What isn’t obvious is why this is a bad thing. Yes, higher tax countries like Australia would prefer that firms book their intellectual property here so Treasury could skim some cash off the top. But treating big firms to a publicity focused “crackdown” only harms what we should be trying to improve: the Australian investment environment. Firms should want to put their assets here. Implicitly, the Government’s profit shifting claims suggest they do not.

There is almost exactly the same issue with the Netflix tax. Once again, the Government is trying to shoehorn a national tax better suited for an analogue era into the age of digital globalisation.

“It is plainly unfair that a supplier of digital products into Australia is not charging the GST whilst someone locally has to charge the GST,” Hockey said at the press conference on Monday.

But why? The GST is a tax that the Australian government has chosen to place on Australian businesses. If there is an unfairness here it is an unfairness imposed by the government when it chose to introduce the GST. It is not “unfair” that other countries do not charge the Australian GST.

When we import goods from other countries – real or intangible – they are priced free of the burden of the many taxes and regulatory costs imposed by the Australian government. This does not make international trade unfair. In fact, all those institutional, regulatory and geographic differences between different trading partners are why international trade is so beneficial.

And – as with the profit shifting debate – the Government’s rhetoric is running far ahead of its capabilities. It is absolute fantasy that Hockey and the Australian Treasury will be able to impose our taxes on international digital goods providers in any meaningful way.

Yes, they might be able to convince a few of the big firms to play ball. But many already are playing ball. Apple, for instance, already charges GST. Those online firms with no Australian base and few Australian interests are unlikely to sign up to this new impost. What’s the Government going to do? Censor them?

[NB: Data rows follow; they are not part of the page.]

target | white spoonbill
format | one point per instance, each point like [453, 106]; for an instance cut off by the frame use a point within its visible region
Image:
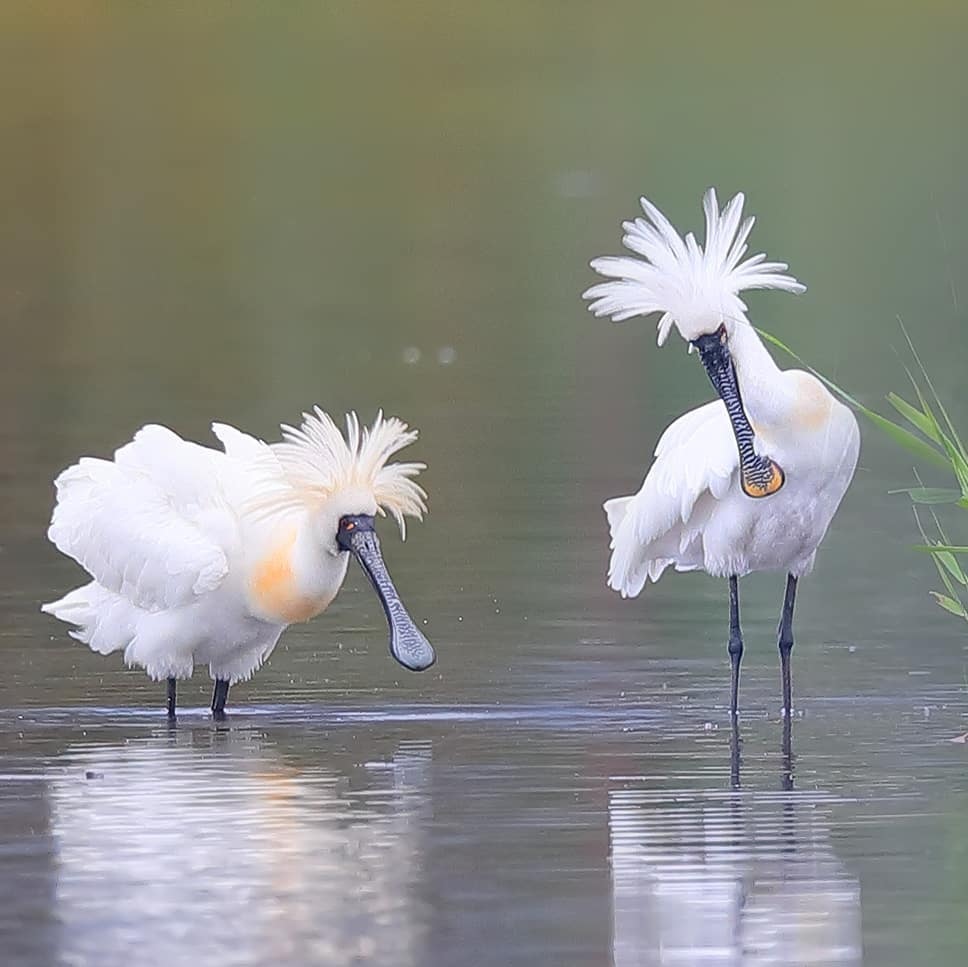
[748, 482]
[204, 556]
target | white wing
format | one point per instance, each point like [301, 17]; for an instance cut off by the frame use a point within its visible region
[695, 463]
[143, 525]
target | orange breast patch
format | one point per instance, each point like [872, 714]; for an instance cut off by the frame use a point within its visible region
[273, 587]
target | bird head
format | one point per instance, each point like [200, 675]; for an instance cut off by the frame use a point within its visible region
[342, 483]
[694, 287]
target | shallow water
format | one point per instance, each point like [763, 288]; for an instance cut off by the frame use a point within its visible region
[359, 206]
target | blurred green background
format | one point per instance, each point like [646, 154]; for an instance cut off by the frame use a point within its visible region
[235, 210]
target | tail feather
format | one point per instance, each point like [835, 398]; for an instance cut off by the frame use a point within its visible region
[107, 622]
[630, 565]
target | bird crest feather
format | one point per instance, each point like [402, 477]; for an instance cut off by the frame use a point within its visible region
[315, 462]
[694, 287]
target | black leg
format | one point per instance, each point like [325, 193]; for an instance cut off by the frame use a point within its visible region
[785, 642]
[219, 694]
[786, 775]
[735, 646]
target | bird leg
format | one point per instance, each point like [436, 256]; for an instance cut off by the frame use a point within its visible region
[219, 694]
[735, 646]
[785, 643]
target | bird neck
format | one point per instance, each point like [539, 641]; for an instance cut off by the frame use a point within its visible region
[760, 379]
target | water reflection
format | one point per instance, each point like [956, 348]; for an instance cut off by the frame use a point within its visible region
[214, 848]
[733, 877]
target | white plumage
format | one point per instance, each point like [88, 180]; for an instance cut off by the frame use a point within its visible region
[748, 482]
[205, 556]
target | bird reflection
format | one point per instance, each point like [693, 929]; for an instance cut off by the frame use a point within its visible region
[223, 852]
[736, 877]
[735, 755]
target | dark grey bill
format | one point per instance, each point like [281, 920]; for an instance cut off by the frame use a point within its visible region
[759, 476]
[407, 643]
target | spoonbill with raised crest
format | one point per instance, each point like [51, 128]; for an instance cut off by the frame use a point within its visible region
[204, 556]
[748, 482]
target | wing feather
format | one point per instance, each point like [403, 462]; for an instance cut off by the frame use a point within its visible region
[147, 541]
[695, 464]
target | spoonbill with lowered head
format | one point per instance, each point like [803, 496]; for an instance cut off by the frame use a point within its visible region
[748, 482]
[204, 556]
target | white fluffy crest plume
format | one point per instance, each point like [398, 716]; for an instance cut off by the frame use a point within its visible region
[694, 287]
[317, 462]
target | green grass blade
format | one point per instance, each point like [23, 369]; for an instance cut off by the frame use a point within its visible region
[901, 435]
[924, 421]
[927, 379]
[930, 495]
[950, 564]
[949, 604]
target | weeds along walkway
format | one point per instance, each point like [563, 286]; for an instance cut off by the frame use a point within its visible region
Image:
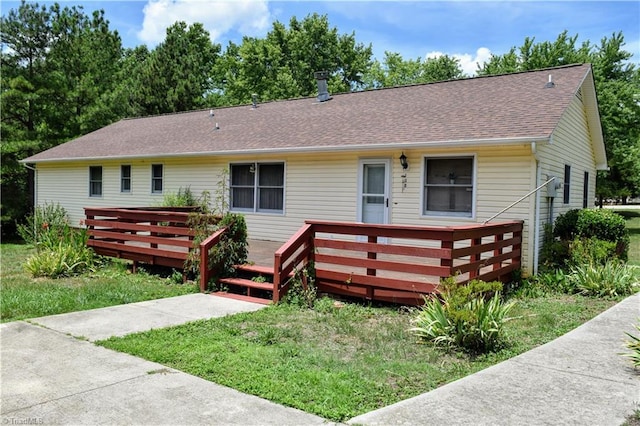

It was reported last week that the Abbott Government has scotched many of the tax increases on the table in order to free itself to attack Bill Shorten for wanting to increase tax. That’s good, as far as it goes.

But it would be better if they opposed tax increases because they find increasing tax inherently objectionable.

Ultimately, the tax “integrity measures” announced yesterday have to be seen in the context of a Government that thinks the only viable way back to surplus is more revenue.